Saum Sutaria: Yes, no, listen, I think the – first of all, the capital allocation priorities in terms of the four categories that we’ve talked about, obviously USPI, again, I can’t emphasize enough, being importantly supportive of our acute care hospital portfolio to maintain them strong and very desirable assets by all stakeholders is really critical to our overall strategy. The deleveraging that we’ve talked about, and then obviously, the share buyback program that we have authorized, all remain absolutely important priorities to us as we look forward. Now, you point out really, it’s a really important point, which is a little bit of my commentary at the end of my prepared comments about we’re entering a new era for us, which is important for us to collectively think about.
And if you think about on this call and what I’ve alluded to, it has raised the question about where are we thinking about leverage targets which we have not given specifically in the past, what are our capital deployment priorities going to look like and how will they be different? There are some people that would ask, and we certainly would consider, are there enhancements in our capital allocation, into our acute care portfolio, in our more high return markets that we still have with us that make sense. And then obviously, the USPI question of deploying additional capital into that segment, and I think we’ll have more to say about that as the year goes on, frankly. But those things are all on our mind. Look, specifically on USPI, we talk about historically $200 million to $250 million, now closer to $250 million in capital allocation every year.
But the fact is, if you go back over the last five years and just look at what we’ve spent and average it out over those five years, it’s been quite a bit, quite a bit higher than $200 million to $250 million. We will continue to seek opportunities to add high quality ASCs to our platform, and obviously are comfortable going above the $200 million to $250 million if those opportunities exist.
Jason Cassorla: Great. Thank you.
Operator: Thank you. Our next question comes from the line of Stephen Baxter with Wells Fargo. Please proceed with your question.
Stephen Baxter: Yes, hi. Thanks. I was hoping you could talk about your expectations for payer mix in 2024 and how that’s been factored into your guidance. It obviously looks like there’s significant growth coming on the exchanges, so I’m wondering if that’s something you’ve explicitly considered either from a volume growth perspective or inside of your payer mix guidance and kind of how you think about better payer mix could materialize in your guidance range? Thanks.
Sun Park: Hey, Stephen. Good morning. It’s Sun. Thank you for the question. Yes, for 2024, first of all, in 2023, our payer mix remains quite strong, as we said previously, with managed care steady around 70%. And that’s what we’re sort of expecting in our 2024 guidance to stay pretty steady. Your question on the exchange volume, yes, we are tracking that as well, and could potentially be a tailwind or an opportunity in 2024, but we’re not assuming anything material from that in our 2024 guidance.
Saum Sutaria: I mean, the other thing I would say in particular with the exchange growth is that I just would remind the group that we feel pretty good about how well we’re contracted in the exchange environment in the states that we operate in.

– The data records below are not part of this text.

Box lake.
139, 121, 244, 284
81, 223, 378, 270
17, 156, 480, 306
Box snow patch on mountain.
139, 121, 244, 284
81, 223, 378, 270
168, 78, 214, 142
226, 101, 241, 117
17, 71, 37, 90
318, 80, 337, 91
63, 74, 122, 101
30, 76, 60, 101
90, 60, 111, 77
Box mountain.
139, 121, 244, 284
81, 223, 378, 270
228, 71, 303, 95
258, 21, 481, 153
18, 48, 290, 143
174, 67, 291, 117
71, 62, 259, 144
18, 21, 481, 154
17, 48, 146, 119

Both applicable by the way to the acute care portfolio, of course, but also applicable to our USPI platform. So just as a note on that.
Operator: Thank you. Our next question comes from the line of Jamie Perse with Goldman Sachs. Please proceed with your question.

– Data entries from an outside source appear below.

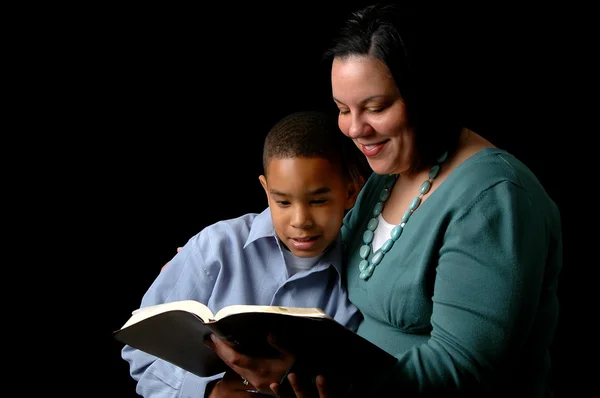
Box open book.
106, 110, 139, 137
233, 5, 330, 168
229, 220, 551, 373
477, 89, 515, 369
114, 300, 396, 392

Jamie Perse: Hey, thank you. Good morning. I wanted to get your assessment just of the current ASC landscape in terms of competitive activity and new competition in states as well as on the funnel, just new procedure categories that are moving in, moving off the inpatient only list, and eventually out to ASCs. Just any perspectives on what you’re seeing in the market and sustainability of ASC over the medium term. And then just any comment on if there was a surgical day impact in the fourth quarter? Thank you.
Saum Sutaria: Okay. I’ll leave the surgical day question till the end, because I honestly don’t know. Look, on your first set of questions, a few things. Okay. So, one is that we have been – obviously, we spend a lot of time talking about orthopedics, generally speaking, and obviously, the more traditional things like GI and ENT and things of that nature, ophthalmology. But the fact is, we have been focused on diversification of our platform for a long time. I mean, take as an example, shoulder surgeries. We have had for over a year now, an innovative program that has helped us grow and develop all the protocols for our ASCs, where we do orthopedics, to add shoulder surgery to that. Now, the numbers are not as big as hips and knees, for example, but we’re well prepared to do that.

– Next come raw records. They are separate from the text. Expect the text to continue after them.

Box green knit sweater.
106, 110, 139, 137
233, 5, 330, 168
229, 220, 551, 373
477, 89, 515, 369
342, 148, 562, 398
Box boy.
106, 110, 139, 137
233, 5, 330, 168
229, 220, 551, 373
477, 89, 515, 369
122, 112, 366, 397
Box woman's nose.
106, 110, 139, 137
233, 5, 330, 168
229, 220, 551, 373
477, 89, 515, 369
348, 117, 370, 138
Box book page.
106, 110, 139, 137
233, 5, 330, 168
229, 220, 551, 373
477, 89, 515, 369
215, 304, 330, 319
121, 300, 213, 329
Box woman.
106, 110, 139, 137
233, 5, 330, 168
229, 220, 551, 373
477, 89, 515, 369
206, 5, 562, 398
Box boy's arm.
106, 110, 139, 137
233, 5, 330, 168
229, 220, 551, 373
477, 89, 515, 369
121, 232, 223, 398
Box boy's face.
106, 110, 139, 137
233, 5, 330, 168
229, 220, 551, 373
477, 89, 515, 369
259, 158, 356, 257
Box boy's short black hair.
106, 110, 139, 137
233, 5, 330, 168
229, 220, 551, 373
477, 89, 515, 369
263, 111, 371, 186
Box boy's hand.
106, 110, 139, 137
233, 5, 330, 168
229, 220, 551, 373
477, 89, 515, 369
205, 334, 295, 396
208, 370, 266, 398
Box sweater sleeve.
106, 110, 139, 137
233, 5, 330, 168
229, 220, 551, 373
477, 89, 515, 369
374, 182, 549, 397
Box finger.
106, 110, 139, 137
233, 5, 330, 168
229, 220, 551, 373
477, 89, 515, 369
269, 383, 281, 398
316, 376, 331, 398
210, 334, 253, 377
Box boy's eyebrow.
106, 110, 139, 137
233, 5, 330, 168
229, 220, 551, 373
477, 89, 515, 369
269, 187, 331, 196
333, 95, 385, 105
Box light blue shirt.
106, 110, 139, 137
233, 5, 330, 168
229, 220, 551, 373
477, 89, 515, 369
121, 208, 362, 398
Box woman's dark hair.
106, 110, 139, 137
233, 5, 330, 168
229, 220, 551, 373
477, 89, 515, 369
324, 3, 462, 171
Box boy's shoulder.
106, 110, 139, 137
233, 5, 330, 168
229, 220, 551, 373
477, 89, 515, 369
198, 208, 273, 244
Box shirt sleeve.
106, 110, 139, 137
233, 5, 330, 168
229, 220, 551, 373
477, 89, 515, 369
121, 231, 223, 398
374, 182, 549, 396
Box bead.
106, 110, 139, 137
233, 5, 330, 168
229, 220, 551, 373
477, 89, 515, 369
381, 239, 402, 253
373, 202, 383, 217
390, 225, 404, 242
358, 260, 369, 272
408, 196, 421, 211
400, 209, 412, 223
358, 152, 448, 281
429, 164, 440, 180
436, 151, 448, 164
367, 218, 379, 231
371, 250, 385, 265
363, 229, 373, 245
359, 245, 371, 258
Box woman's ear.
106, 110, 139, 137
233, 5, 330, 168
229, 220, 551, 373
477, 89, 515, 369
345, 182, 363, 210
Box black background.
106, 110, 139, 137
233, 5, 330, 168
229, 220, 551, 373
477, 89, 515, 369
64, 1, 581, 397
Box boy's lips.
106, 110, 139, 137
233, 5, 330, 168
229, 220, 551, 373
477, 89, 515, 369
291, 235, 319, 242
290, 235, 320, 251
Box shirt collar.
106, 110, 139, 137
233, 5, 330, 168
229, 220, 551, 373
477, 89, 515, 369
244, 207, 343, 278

And part of our physician recruitment strategy has been to focus on physicians with shoulder – interest in shoulder surgeries in the ASC setting. Just as an example, I think you guys are well aware of our urology strategy, where we think there’s a very nice opportunity, especially with high quality groups, to move further into the ambulatory surgery setting. We had been growing and expanding some of our bariatrics capability there, which, again, in the ASC setting, has been reasonably stable despite the GLP hoopla over the last year. And so – and then obviously growing and expanding some of what one might consider vascular or cardiovascular. But in a measured way, as we look forward from that standpoint. So I feel pretty good about the fact that our business development and strategic teams are thinking steps ahead.